My name is Sue--I live North of Grand Rapids Michigan with my husband, three cats and a 5 month old Sheltie mix puppy. I have two sons who are serving in the United States Army...one daughter living in New Jersey and one living in Georgia.I have three Grandchildren and one on the way---my oldest Grandson is almost 8 now and he has always called me "Gramma Sue"..thus the nick. I'm a 51 year old Ozzy Osbourne fan..altho I am really into alot of different styles of music....everything but Country and Opera, pretty much..I also enjoy landscaping with my husband, reading, spending time with Nature, playing on the computer, of course,running, and I HAVE been known to shop till I drop! I have no particular religeous or political affiliations...I prefer to be known as Spiritual and an Independant. I'm a people person and love to have fun and I think this would be a good time to tell everyone that I have a crazy sense of humor at times.


----------



## AddFran (Jul 10, 2004)

Welcome to the forum Gramma Sue. 
You gave great insight into your character and you will be a wonderful addition to this site. 
You'll be hooked before you know it. :wink:


----------



## Padunk (Oct 20, 2003)

Welcome!

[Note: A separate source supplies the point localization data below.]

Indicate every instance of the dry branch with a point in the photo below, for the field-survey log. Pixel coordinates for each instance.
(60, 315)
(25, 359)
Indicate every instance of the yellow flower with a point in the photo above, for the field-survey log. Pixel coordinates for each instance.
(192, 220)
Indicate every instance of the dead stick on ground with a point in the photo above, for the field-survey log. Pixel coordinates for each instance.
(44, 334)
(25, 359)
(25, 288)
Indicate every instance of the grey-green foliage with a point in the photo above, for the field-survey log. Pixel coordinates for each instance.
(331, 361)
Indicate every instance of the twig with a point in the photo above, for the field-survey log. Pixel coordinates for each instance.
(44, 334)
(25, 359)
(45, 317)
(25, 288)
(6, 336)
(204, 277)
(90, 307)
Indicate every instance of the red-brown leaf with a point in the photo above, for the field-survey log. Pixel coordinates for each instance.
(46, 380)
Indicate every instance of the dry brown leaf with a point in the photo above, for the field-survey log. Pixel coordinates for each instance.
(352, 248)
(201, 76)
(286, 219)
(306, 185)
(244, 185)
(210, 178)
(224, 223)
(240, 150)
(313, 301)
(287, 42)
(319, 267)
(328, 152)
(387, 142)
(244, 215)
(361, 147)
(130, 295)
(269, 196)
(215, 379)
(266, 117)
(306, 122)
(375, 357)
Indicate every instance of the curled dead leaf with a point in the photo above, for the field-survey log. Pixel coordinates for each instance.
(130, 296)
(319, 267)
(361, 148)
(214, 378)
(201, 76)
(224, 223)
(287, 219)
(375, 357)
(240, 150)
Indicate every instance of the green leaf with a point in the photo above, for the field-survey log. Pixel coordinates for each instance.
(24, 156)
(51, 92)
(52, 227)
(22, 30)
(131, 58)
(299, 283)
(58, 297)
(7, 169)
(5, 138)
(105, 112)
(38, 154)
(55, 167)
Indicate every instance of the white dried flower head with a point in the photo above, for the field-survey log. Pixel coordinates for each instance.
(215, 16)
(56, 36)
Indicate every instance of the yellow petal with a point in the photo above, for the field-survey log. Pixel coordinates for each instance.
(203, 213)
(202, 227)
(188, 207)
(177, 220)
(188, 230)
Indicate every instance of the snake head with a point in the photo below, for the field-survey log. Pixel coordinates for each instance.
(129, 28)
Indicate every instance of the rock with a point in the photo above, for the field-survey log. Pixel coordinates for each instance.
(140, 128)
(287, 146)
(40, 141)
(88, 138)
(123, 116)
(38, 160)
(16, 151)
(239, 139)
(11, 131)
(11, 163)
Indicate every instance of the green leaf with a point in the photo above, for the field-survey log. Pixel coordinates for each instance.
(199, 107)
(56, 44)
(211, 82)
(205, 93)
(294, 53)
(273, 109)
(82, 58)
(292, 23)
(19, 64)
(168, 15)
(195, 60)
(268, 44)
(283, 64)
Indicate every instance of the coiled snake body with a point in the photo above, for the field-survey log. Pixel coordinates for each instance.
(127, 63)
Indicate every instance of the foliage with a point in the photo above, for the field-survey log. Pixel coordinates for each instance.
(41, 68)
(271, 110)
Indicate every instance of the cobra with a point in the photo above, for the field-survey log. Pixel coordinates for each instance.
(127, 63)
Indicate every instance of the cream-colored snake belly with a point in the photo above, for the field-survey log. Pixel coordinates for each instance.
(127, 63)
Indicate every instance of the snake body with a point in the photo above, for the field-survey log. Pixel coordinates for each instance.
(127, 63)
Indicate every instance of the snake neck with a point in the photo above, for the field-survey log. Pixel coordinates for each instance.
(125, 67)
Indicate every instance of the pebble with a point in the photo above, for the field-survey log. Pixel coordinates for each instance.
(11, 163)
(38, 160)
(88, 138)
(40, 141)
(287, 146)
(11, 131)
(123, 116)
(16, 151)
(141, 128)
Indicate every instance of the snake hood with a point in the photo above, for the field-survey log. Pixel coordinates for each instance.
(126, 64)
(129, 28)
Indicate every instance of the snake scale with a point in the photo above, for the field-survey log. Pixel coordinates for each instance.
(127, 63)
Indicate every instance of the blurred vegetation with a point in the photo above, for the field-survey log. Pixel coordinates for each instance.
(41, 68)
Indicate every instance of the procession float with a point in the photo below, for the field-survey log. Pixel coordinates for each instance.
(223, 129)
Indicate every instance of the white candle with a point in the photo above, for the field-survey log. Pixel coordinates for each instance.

I love seeing fellow Michiganders. :wink:


----------



## Lori (Jun 8, 2003)

Weclome to the forum, GrammaSue! I can't wait to hear more about you and your cats.


----------



## Katsprat (Mar 18, 2004)

Welcome, Welcome Welcome,    Glad you're here!

katsprat


----------



## Ioana (Jul 12, 2003)

Welcome to the forum, GrammaSue


----------



## CyberPet (May 12, 2004)

Good to see you here with all cats and the puppie! Welcome!!


----------



## kitkat (Sep 22, 2003)

Welcome to the forum, loved hearing about some of your likes and hope to see some pictures soon


----------



## fluffy (Sep 7, 2004)

Wlcome to the forum...hope you will enjoy your stay here


----------



## Zalensia (Aug 25, 2003)

Welcome to the forums!


----------



## Jeanie (Jun 18, 2003)

Welcome! It's nice to have you with us.


----------



## Annissa (Dec 9, 2003)

Welcome to the forums!


----------



## rosalie (Oct 9, 2003)

Welcome to the forums!..liked your quote


----------



## Mike (Jan 27, 2004)

Hi Sue and welcome to the forum!

Peace,
Mike


----------